The Christian legal group that has been defending a Ten Commandments display in Stigler, Okla., is reviewing possible options for appeal after a federal appeals court deemed the monument as a perceivable endorsement of religion by the government.
“Americans shouldn’t be forced to abandon their religious heritage simply to appease someone’s political agenda,” said Kevin Theriot, senior counsel for the Alliance Defense Fund.
“The emotional response of a single, offended passerby does not amount to a violation of the Establishment Clause,” he added.
According to court records, Haskell County resident Mike Bush had raised $2,000 in private funds to pay for the eight-foot tall and three-foot wide monument, which sits on the lawn of the Haskell County courthouse in Stigler and lists the Ten Commandments on front and the Mayflower Compact on the back.
County officials, who gave Bush approval for his display, have for many years allowed citizens to erect monuments in the courthouse lawn area.
On Monday, however, a three-judge panel of the U.S. Court of Appeals for the 10th Circuit said that while government displays of the text of the Ten Commandments are not presumptively unconstitutional, a “reasonable observer” would be aware of Bush’s religious motivations – especially in a small community like Haskell County, “where everyone knows everyone.”

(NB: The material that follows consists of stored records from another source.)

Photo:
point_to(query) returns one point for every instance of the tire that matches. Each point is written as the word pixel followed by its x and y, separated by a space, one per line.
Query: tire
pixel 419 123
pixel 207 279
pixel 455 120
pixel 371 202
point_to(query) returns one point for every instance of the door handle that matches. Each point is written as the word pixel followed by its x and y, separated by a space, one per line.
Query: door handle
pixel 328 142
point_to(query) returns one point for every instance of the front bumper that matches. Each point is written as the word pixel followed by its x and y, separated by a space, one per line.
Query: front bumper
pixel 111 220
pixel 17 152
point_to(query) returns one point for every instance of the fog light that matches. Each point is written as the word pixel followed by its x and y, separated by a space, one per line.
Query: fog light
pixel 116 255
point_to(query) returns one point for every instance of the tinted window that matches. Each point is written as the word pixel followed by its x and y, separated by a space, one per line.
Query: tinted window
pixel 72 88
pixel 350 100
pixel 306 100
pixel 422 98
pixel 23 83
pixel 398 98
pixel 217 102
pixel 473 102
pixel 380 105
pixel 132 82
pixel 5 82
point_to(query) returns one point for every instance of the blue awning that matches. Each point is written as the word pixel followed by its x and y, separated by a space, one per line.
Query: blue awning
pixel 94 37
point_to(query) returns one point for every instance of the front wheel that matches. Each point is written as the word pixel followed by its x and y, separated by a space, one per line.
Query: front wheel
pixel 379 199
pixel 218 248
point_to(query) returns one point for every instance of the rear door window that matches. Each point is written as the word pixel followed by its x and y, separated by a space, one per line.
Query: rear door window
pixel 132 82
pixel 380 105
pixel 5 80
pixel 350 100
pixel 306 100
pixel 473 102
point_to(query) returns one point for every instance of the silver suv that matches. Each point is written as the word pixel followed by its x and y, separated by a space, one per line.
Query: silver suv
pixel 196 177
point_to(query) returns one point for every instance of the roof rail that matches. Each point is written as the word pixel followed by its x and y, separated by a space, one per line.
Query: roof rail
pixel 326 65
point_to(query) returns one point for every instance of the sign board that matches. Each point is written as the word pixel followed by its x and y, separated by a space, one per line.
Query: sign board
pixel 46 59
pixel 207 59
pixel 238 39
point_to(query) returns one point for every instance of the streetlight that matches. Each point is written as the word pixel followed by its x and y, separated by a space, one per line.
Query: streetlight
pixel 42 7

“[W]e hold that, under the unique circumstances presented here, the Establishment Clause was violated because the reasonable observer would view the Monument as having the impermissible principal or primary effect of endorsing religion,” the judges explained after voting 3-0 against the display on Monday.
ADF Senior Counsel Theriot, however, argues that the judges’ “small-town” reasoning is insufficient and leaves small-town government officials with fewer free speech rights than those in larger cities.
“Small-town government officials have just as much right to express their personal opinions about monuments as those in larger cities. Furthermore, the commissioners stated publicly that they allowed the monument because of its historical significance and would allow other historical monuments that contain speech from other religions,” he added.
Theriot also asserted that there is no difference between Haskell County’s Ten Commandments display and the one at the Texas state capitol that was upheld by the U.S. Supreme Court nearly five years ago.
“This one, like that one, was donated and paid for by a private individual and displayed among numerous other monuments to veterans, pioneers, and others,” he noted.
In the case of the Texas capital display, the high court had determined that the 6-foot-granite monument – one of 17 historical displays on the 22-acre lot – was a legitimate tribute to the nation's legal and religious history.
"Of course, the Ten Commandments are religious – they were so viewed at their inception and so remain. The monument therefore has religious significance," wrote then-Chief Justice William H. Rehnquist for the majority.
However, "[s]imply having religious content or promoting a message consistent with a religious doctrine does not run afoul of the Establishment clause," added Rehnquist, whose remarks were cited by the district court judge whose 2006 decision was effectively overturned by Monday’s ruling.
In the decision Monday, the appeals court said it remands for the district court to enter judgment consistent with their opinion.
The district court had originally sided with the monument, stating that a “reasonable observer” would see that the monument is not the focus of the courthouse lawn, as there are a number of other displays, including three memorials to veterans of World War II, the Vietnam War, and the Korean War; an Unmarked Graves monument; a Choctaw Indian Tribe Monument; two benches commemorating the high school graduating classes of 1954 and 1955; and 150 personalized message bricks on the sidewalk leading to the courthouse’s front steps.
“A reasonable observer would be aware that the Commandments and the Compact are primarily and historically legal dictates, and would know that the lawn of a courthouse is particularly appropriate for historical codes to be displayed,” wrote Judge Ronald White of the U.S. District Court for the Eastern District of Oklahoma.
According to legal analysts, Haskell County now has two ways to appeal Monday’s decision, should they decide to do so. They can ask the entire 10th Circuit Court of Appeals to hear the case. And they can ask the U.S. Supreme Court to hear the case.
If those appeals fail, the county will be legally obligated to remove the monument even though a state bill authorizing its placement was overwhelmingly approved last month by the Legislature and signed into law by Gov. Brad Henry.